Immerhin bis kurz nach Sieben schlafen können, dann nahm das Türenknallen überhand. Ursache waren vor allem die Türen, die sich tatsächlich nicht leise schließen ließen (ich hatte es probiert, weil ich nicht Teil des Problems sein wollte).
Überraschung beim Blick aus dem Fenster: Es schneite dicke, schwere Flocken bei um die 0°C.

Nach dem Frühstück stiefelten wir im Schneetreiben zum Hauptbahnhof zu unserem Railjet, bezogen unsere Plätze und fuhren los. Nach einiger Zeit wurde die Landschaft hügeliger und bergiger, was mich sehr freute– so ein paar Berge tun der Landschaft halt doch ganz gut. Weiter oben lag noch dick Schnee, die Berge um Innsbruck waren komplett eingeschneit und in Brennero hatte es -1°C und Schneetreiben.

Die Kinder spielten Tablet/schauten sich Serien & Filme an, Jott und ich beschäftigten uns ebenfalls gut– Jott mit Minecraft & Crossy Roads, ich mit meinem Roman und aus dem Fenster gucken. Mit dem Zug durch die Alpen zu fahren hatte etwas wirklich magisches (und unheimliches, teils gings neben uns tief nach unten).
Ab Bressanone wurde das Wetter besser, die Sonne kam raus und die Wolken verzogen sich. Je südlicher wir kamen, desto grüner wurde es, der Frühling schien mir ungefähr zwei Wochen vor Berliner Zeit zu sein.

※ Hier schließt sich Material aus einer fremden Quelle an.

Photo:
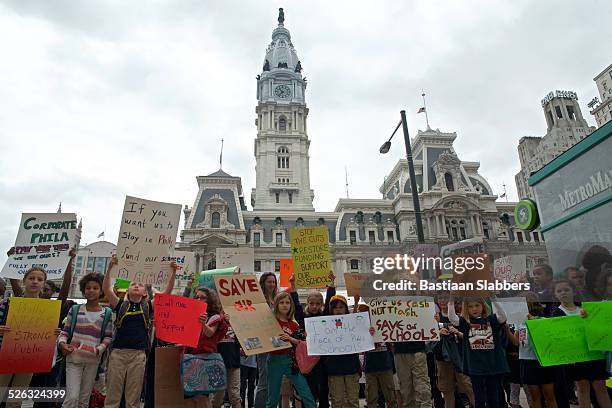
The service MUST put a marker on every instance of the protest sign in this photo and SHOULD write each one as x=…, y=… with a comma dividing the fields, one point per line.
x=207, y=278
x=243, y=258
x=397, y=319
x=516, y=310
x=511, y=268
x=560, y=340
x=168, y=386
x=42, y=240
x=252, y=320
x=286, y=272
x=597, y=325
x=338, y=334
x=146, y=240
x=354, y=282
x=310, y=254
x=177, y=319
x=30, y=344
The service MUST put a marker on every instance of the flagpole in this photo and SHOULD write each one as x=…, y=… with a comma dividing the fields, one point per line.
x=425, y=106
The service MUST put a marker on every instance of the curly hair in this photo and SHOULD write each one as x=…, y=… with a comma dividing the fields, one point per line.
x=91, y=277
x=214, y=304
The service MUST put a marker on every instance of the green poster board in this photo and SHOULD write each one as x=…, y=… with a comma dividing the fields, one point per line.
x=560, y=340
x=597, y=325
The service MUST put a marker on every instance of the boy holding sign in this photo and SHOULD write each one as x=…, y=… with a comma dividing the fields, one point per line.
x=126, y=364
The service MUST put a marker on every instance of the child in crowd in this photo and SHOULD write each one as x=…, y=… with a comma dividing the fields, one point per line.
x=126, y=363
x=269, y=287
x=342, y=370
x=214, y=328
x=33, y=281
x=539, y=380
x=448, y=358
x=248, y=375
x=86, y=335
x=483, y=352
x=282, y=362
x=586, y=374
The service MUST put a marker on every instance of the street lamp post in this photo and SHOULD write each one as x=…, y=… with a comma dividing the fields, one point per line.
x=415, y=194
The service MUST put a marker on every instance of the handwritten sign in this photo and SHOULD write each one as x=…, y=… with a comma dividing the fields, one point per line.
x=168, y=386
x=311, y=259
x=354, y=282
x=516, y=310
x=243, y=258
x=560, y=340
x=400, y=319
x=338, y=334
x=251, y=318
x=597, y=325
x=511, y=268
x=30, y=345
x=146, y=240
x=42, y=240
x=176, y=319
x=286, y=272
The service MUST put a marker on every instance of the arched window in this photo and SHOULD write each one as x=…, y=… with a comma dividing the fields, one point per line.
x=216, y=220
x=449, y=182
x=282, y=157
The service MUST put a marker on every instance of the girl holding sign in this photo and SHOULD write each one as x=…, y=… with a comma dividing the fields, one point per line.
x=586, y=374
x=282, y=362
x=86, y=335
x=484, y=359
x=34, y=281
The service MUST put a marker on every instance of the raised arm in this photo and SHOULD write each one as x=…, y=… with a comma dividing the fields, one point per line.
x=106, y=284
x=67, y=280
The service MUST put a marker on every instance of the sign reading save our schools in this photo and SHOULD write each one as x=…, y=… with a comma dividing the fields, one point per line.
x=560, y=340
x=146, y=241
x=30, y=344
x=177, y=319
x=42, y=240
x=257, y=329
x=338, y=334
x=311, y=259
x=403, y=319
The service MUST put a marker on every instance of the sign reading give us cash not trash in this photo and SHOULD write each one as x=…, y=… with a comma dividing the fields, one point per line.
x=338, y=334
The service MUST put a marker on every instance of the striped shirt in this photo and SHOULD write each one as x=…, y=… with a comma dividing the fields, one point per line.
x=86, y=338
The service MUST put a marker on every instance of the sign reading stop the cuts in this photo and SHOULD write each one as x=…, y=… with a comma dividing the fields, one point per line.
x=397, y=319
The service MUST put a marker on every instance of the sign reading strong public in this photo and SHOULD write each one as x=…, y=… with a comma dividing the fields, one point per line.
x=310, y=253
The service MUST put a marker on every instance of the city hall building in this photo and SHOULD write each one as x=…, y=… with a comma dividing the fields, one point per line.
x=456, y=201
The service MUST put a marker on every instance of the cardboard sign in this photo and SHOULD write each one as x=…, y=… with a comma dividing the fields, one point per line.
x=176, y=319
x=168, y=386
x=310, y=254
x=597, y=325
x=354, y=281
x=30, y=345
x=472, y=274
x=243, y=258
x=516, y=310
x=207, y=278
x=511, y=268
x=42, y=240
x=286, y=272
x=400, y=319
x=146, y=241
x=250, y=316
x=338, y=334
x=560, y=340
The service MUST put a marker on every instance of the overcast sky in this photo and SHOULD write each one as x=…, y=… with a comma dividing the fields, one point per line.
x=100, y=99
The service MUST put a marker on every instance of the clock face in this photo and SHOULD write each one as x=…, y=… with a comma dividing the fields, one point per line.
x=282, y=91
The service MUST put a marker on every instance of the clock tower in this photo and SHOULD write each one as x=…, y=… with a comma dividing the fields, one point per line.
x=281, y=146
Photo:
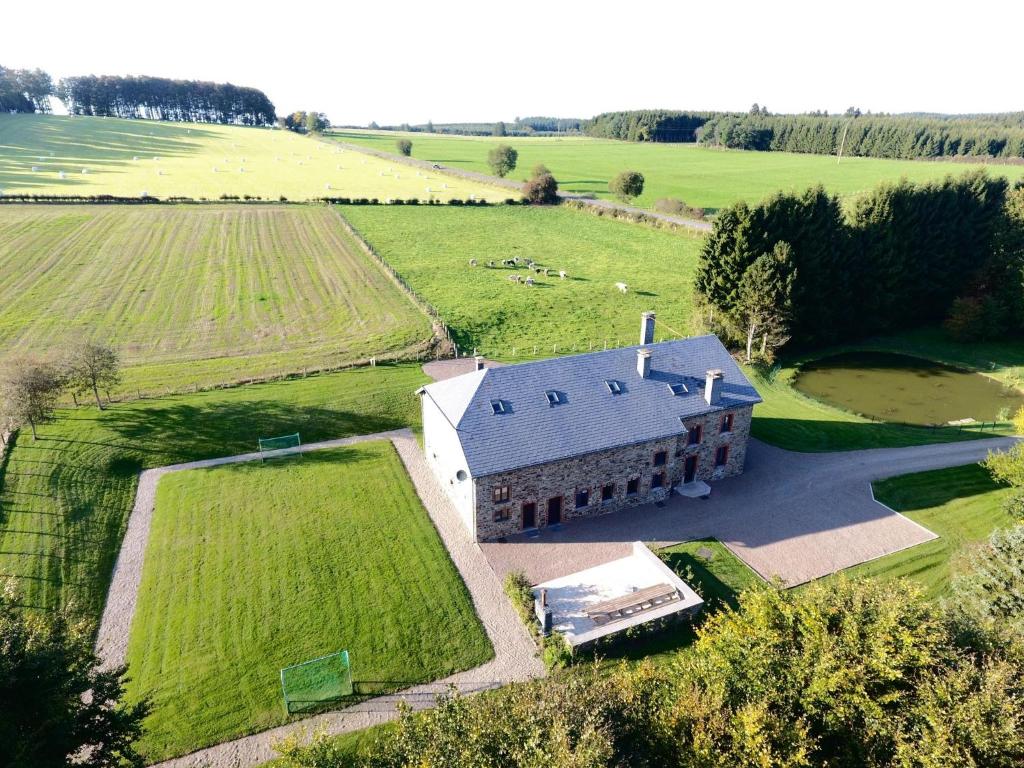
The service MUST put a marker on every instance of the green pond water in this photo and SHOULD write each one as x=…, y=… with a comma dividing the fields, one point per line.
x=898, y=388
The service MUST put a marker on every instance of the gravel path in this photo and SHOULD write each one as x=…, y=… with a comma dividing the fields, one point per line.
x=798, y=516
x=515, y=656
x=516, y=186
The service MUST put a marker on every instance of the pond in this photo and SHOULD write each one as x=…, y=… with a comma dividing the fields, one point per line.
x=899, y=388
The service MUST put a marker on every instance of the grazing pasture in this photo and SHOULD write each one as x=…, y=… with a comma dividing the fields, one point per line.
x=702, y=177
x=65, y=498
x=110, y=156
x=485, y=308
x=198, y=295
x=252, y=567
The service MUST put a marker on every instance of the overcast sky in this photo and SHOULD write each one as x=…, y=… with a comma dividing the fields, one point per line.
x=454, y=60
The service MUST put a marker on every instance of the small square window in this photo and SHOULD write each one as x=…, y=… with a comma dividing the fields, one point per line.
x=694, y=434
x=722, y=456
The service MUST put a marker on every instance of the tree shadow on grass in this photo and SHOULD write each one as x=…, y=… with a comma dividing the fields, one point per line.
x=182, y=431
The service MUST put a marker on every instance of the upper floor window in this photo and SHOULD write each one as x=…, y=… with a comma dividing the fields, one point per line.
x=722, y=456
x=694, y=434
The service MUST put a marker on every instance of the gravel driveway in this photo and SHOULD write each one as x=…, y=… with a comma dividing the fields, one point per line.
x=798, y=516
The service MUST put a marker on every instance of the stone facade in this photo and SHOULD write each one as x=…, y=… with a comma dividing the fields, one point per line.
x=616, y=467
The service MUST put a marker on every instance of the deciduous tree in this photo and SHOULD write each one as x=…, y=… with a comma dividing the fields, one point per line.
x=91, y=367
x=57, y=706
x=29, y=389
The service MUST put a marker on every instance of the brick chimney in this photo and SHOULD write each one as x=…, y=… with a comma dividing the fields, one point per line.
x=643, y=363
x=647, y=328
x=713, y=386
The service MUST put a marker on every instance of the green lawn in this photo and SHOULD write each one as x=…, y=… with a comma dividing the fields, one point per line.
x=704, y=177
x=431, y=249
x=232, y=292
x=65, y=499
x=132, y=157
x=252, y=567
x=962, y=505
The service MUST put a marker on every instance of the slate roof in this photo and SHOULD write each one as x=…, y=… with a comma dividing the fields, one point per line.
x=589, y=417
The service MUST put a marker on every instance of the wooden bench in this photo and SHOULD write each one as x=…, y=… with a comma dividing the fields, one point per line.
x=633, y=603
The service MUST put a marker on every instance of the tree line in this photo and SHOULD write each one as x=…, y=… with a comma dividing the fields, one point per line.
x=163, y=98
x=797, y=267
x=873, y=136
x=25, y=90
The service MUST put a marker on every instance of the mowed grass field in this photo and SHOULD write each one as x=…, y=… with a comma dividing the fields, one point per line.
x=963, y=505
x=198, y=294
x=65, y=499
x=702, y=177
x=431, y=249
x=252, y=567
x=132, y=157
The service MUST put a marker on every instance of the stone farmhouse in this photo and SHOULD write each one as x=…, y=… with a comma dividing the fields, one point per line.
x=540, y=443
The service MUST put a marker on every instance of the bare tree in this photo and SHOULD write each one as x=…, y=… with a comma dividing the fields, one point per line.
x=29, y=391
x=91, y=366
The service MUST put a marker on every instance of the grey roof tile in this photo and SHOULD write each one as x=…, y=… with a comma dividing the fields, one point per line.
x=589, y=417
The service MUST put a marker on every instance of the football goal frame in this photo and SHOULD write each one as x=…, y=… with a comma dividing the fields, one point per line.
x=270, y=448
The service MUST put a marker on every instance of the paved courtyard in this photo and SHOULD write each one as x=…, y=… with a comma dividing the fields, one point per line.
x=796, y=516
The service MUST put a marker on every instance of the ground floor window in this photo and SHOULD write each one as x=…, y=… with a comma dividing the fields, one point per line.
x=722, y=456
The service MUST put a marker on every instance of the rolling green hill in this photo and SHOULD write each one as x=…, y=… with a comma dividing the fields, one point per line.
x=702, y=177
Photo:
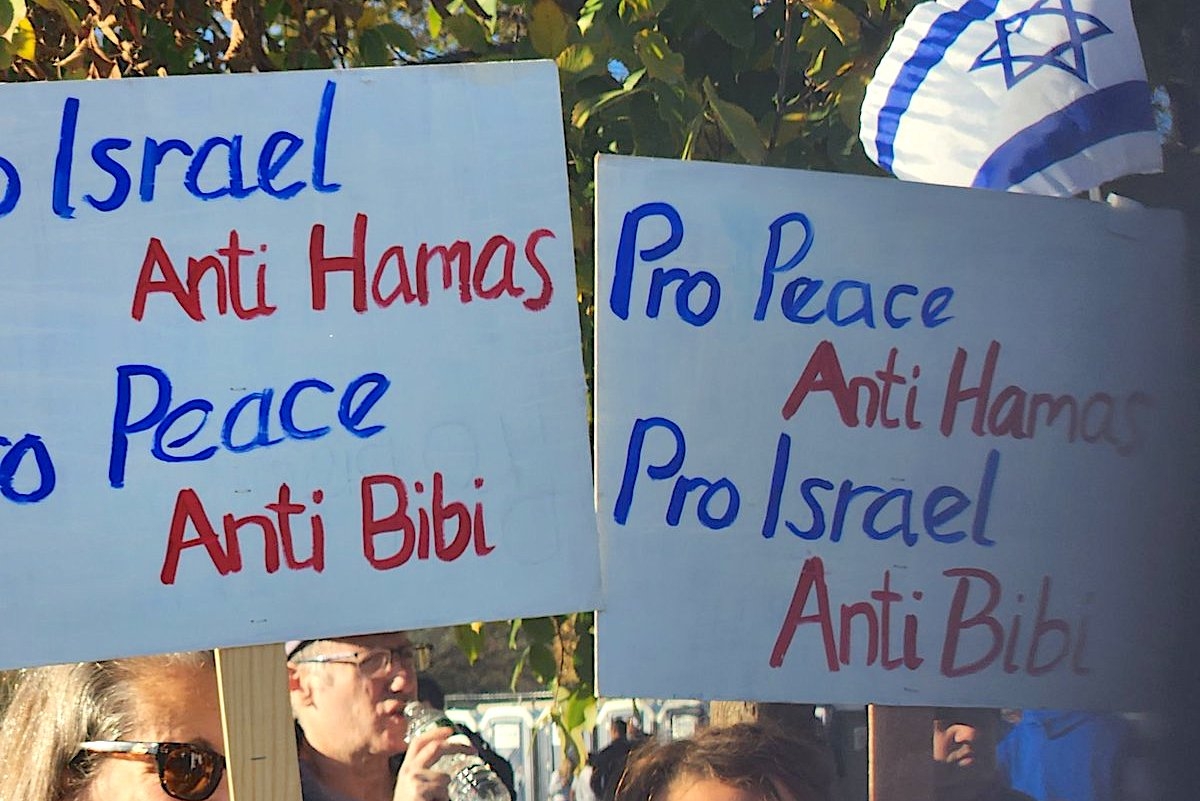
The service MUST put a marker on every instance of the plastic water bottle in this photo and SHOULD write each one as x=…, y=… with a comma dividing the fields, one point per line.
x=471, y=777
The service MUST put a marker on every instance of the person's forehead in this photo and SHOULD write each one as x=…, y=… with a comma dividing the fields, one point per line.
x=388, y=639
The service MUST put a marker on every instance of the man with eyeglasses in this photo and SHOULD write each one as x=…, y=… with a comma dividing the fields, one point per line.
x=348, y=698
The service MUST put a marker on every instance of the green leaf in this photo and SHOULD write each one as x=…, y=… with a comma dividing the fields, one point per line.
x=580, y=60
x=738, y=125
x=10, y=12
x=469, y=32
x=372, y=48
x=24, y=40
x=433, y=20
x=589, y=106
x=63, y=10
x=549, y=28
x=732, y=20
x=471, y=640
x=540, y=630
x=660, y=61
x=633, y=11
x=541, y=661
x=838, y=18
x=519, y=668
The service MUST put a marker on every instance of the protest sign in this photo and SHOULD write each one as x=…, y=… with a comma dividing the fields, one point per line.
x=869, y=441
x=285, y=356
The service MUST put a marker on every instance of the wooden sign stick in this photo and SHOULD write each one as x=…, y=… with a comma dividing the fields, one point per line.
x=259, y=735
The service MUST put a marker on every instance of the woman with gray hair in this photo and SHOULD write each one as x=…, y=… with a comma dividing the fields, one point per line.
x=135, y=729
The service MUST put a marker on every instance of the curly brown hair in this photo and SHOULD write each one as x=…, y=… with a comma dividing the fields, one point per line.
x=759, y=758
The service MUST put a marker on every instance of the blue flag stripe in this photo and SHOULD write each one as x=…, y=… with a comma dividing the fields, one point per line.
x=1108, y=113
x=940, y=37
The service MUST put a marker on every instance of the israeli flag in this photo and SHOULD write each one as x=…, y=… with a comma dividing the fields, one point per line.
x=1042, y=96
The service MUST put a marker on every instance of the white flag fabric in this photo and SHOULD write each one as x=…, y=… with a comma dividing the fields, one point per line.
x=1041, y=96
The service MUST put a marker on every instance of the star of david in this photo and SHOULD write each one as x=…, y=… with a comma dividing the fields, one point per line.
x=1078, y=28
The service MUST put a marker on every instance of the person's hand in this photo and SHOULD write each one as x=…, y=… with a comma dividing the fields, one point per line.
x=418, y=781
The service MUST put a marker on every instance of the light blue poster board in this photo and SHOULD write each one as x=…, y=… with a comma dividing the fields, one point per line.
x=870, y=441
x=287, y=356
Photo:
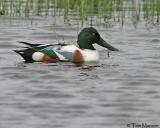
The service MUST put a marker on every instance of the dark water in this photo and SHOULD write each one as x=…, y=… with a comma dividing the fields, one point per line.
x=122, y=89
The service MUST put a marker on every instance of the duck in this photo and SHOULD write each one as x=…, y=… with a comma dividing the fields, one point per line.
x=60, y=52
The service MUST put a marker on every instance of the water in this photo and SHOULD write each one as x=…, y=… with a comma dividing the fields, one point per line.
x=122, y=89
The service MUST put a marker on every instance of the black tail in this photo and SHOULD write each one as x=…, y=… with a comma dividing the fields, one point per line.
x=26, y=57
x=28, y=44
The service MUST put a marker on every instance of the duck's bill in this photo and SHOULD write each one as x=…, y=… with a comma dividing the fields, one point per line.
x=103, y=43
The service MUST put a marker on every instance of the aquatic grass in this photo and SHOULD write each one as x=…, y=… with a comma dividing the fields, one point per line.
x=90, y=11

Ankunft in Rovereto kurz nach 16 Uhr. Auch die zweite Zugfahrt machten die Kinder gut mit, lediglich gegen Ende gab es leichte Ermüdungserscheinungen (und Unleidlichkeit weil das WLAN nicht gut genug zum Streamen war und wir vergessen hatten vorher Inhalte runterzuladen).
Hotel: Top. Aussicht: Topper. Palmen vor dem Balkon, alte Gebäude gegenüber, Berge rundherum. Ich war (sehr) begeistert.


Nach Bezug des Zimmers machten wir Rovereto unsicher und schauten uns die Gegend an. Eine sehr pittoreske Kleinstadt, zumindest in den Straßenzügen rund ums Hotel. Zwischendurch ein Aperol- und Limostopp in einer kleinen Bar (when in Italy…), dann ein langer Halt am Spielplatz (mit Hüpfkissen!) für die Kinder und anschließend weiter– gucken, Eis essen, ins Restaurant zum Abendbrot… Als wir wieder im Hotel waren, hatten wir eine erstaunlich hohe Anzahl Schritte gesammelt. Dementsprechend war der Rest des Abends dann sehr ruhig und bestand im wesentlichen aus bettfertig machen und noch ein bisschen lesen.
Apropos: Es gibt eine große, gemeinsame Bettdecke für Jott und mich. Mal gucken wie das wird…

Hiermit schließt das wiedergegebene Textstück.